Another important related class of problems involves CO2 sequestration, which is proposed as a key strategy for mitigating climate change driven by high levels of anthropogenic CO2 being added to the atmosphere. In a CO2 sequestration project, fluid is injected into a deep subsurface reservoir (rather than being produced or extracted), so that inflation of the reservoir leads to uplift displacement of the overlying surface. As long as a CO2 sequestration site is removed from faults, this uplift is several centimeters, while its wavelength is in tens of kilometers, so that the uplift poses little danger to buildings and infrastructure. Nevertheless the uplift displacements are of great interest for non-intrusive monitoring of CO2 sequestration, which can be measured with a sub-millimeter precision using Interferometric Synthetic Aperture Radar (InSAR) technology. In contrast, intrusive monitoring via drill holes bored into the reservoir is expensive, with costs of several million dollars per well. Furthermore, such wells are the most likely pathway for future leakage of sequestered CO2 back into the atmosphere. Of course, if a CO2 sequestration site is close to a fault, one should be concerned about triggering instability leading to large surface displacements that may result in significant losses.

Collaborative Research: Error Estimation, Data Assimilation and Uncertainty Quantification for Multiphysics and Multiscale Processes in Geological Media

(funded by NSF)

The application of high performance computing to model subsurface processes occurring over multiple spatial and temporal scales is a science grand challenge that has important implications to society at large. Research on this grand challenge is at the confluence of advanced mathematics, computer science, fluid and solid mechanics and applied probability and statistics.

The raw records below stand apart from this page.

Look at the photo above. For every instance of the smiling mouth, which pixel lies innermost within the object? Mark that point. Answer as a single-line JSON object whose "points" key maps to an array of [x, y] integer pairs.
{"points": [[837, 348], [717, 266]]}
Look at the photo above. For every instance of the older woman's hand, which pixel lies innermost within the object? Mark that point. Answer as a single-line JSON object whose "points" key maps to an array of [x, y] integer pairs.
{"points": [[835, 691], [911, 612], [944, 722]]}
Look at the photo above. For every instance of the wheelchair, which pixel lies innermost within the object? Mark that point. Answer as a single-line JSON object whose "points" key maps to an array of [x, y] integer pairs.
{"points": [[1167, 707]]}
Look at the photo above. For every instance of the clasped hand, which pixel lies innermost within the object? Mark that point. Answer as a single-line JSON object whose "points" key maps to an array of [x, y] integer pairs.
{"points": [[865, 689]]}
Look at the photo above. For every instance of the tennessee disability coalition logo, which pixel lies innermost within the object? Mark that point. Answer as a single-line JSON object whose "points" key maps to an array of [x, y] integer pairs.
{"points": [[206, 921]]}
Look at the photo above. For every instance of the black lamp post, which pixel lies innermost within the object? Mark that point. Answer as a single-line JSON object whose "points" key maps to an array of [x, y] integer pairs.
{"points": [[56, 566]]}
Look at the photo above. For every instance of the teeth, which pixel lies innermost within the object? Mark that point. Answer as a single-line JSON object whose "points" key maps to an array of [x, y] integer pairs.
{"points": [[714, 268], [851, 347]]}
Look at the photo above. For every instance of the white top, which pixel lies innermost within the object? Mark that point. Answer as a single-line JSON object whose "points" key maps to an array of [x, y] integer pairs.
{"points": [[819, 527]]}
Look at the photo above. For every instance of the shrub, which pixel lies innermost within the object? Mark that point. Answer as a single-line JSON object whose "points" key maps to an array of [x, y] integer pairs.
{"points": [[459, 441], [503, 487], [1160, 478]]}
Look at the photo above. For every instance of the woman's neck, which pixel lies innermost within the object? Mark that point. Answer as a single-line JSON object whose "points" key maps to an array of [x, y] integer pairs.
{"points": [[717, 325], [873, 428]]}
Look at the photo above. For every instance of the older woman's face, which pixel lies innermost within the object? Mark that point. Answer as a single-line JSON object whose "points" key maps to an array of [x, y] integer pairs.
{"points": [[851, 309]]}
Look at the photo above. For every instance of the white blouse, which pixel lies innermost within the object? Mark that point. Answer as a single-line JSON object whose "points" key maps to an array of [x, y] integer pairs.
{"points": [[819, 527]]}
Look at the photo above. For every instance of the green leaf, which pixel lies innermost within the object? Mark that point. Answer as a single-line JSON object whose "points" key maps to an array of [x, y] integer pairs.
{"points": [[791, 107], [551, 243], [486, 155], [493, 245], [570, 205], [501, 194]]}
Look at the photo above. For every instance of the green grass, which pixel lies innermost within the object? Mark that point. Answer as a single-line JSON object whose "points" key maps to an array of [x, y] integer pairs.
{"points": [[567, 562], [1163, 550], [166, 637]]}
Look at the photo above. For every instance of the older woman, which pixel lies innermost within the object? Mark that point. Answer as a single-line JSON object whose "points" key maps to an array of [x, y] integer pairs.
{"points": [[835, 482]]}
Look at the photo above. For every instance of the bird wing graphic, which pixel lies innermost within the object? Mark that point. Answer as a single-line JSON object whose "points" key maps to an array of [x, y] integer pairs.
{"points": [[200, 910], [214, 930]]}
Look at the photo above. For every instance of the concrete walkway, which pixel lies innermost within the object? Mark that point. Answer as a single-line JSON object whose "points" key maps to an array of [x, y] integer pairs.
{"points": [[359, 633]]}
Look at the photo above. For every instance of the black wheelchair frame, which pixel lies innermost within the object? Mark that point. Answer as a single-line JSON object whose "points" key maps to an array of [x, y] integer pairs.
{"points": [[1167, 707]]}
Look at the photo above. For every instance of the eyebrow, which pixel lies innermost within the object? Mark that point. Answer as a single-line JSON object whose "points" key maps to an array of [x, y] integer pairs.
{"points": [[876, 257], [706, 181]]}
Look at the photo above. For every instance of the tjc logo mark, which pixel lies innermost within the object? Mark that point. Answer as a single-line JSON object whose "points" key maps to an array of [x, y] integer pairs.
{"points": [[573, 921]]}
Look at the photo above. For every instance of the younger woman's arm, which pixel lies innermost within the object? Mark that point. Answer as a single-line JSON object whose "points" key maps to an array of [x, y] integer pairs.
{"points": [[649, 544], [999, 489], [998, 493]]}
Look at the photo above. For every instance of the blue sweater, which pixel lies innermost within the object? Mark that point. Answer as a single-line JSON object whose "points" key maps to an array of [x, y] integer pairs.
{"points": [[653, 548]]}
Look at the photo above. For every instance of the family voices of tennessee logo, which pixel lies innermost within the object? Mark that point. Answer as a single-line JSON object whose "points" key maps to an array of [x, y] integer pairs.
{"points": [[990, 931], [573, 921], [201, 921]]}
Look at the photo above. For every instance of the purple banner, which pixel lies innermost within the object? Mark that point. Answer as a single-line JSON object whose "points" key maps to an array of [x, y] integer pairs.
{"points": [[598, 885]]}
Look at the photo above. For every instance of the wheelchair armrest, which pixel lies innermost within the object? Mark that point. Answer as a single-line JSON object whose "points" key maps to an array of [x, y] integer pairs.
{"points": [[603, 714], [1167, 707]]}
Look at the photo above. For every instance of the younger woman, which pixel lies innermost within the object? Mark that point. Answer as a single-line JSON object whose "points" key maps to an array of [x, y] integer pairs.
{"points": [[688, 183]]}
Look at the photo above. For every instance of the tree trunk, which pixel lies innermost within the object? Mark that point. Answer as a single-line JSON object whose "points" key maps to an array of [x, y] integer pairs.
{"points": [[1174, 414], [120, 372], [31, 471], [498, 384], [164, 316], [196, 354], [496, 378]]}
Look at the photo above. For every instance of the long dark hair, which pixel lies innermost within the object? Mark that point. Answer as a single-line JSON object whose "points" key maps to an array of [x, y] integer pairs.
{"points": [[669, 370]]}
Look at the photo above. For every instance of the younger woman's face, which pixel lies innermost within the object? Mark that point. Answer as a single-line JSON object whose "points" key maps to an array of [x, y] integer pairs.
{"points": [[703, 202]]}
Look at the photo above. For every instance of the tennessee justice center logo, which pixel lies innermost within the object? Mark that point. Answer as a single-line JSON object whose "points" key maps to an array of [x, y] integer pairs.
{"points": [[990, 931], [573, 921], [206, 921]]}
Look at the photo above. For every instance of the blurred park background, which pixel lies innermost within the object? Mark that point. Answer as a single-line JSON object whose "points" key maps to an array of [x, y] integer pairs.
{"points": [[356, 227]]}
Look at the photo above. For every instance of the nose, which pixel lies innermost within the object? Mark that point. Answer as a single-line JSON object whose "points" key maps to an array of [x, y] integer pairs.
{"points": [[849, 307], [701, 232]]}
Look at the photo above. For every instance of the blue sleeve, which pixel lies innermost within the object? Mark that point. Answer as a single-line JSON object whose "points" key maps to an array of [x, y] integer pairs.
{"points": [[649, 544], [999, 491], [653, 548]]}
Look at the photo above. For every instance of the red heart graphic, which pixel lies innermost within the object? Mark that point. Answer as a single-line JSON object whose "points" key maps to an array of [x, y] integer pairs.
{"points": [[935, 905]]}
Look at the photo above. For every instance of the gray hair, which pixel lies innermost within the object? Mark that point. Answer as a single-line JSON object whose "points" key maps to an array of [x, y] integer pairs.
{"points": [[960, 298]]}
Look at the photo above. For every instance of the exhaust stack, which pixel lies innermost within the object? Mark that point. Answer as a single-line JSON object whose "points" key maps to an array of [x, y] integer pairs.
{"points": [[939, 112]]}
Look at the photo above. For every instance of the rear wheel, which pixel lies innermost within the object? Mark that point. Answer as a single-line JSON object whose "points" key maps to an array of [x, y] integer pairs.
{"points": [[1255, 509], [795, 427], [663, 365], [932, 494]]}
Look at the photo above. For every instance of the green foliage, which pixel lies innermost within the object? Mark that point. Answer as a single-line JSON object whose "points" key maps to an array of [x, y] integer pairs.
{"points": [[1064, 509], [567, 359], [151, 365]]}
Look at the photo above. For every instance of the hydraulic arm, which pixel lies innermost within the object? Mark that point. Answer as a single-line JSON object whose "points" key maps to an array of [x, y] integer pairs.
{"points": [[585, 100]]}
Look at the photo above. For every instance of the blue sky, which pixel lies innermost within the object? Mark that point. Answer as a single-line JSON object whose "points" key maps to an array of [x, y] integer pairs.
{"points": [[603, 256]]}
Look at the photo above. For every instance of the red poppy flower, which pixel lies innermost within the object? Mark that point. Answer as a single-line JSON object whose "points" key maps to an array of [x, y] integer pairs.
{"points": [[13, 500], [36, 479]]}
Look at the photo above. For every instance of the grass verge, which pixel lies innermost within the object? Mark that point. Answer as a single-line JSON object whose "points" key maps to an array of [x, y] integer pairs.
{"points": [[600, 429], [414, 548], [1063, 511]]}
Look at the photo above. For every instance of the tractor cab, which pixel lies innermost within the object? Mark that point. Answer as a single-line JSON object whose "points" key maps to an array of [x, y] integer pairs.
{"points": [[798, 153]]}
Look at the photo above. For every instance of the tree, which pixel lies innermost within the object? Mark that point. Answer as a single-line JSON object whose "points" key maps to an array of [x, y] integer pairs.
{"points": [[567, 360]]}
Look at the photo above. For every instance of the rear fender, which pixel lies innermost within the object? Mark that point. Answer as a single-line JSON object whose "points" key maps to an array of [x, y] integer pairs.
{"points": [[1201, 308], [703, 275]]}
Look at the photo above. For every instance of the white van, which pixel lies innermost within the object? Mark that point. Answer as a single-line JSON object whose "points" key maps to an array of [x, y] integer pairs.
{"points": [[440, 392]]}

We are engaging in a fresh new perspective by investigating and formulating rigorous error estimators for the numerical schemes employed to model multiphysics, multiscale processes in subsurface media. These error estimators, when coupled with advanced computational methods, can significantly speed up the task of uncertainty assessment and feedback control of subsurface processes.

We are also developing a uncertainty quantification scheme that will utilize the error estimators and rigorous quantification of prior geologic uncertainty. Underlying the computational and uncertainty quantification schemes will be a computer framework that rigorously takes into account the dynamic and complex communication and coordination patterns resulting from multiphysics, multinumerics, multiscale and multidomain couplings. In addition, we will investigate realistic physical models such a carbon sequestration in saline aquifers with real field data from the Cranfield Mississippi demonstration site. The ultimate transformative goal is to achieve predictive and decisional simulations, in which engineers reliably predict, control, and manage human interaction with geosystems.

Center for Frontiers of Subsurface Energy Security

(funded by DOE)

Currently mankind extracts most of the fuel for the global economy from underground. The byproducts of consuming this fuel enter the atmosphere or remain on the surface. This situation is no longer tenable. A critical step toward future energy systems will be the ability to cycle fuel byproducts back to their original home: the Earth’s subsurface. Applications of this concept include storing CO2 in deep geologic formations and securing radioactive materials in appropriately engineered repositories. Our goal is to fill gaps in the knowledge base so that subsurface storage schemes are reliable from the moment they open. Two scientific Grand Challenges, which will be investigated in this project, contribute to the gap between forecast and outcome in geologic systems. First, byproduct storage schemes will operate in a far-from-equilibrium state. Second, it is difficult to explain the emergence of patterns and other manifestations of correlated phenomena across length and time scales.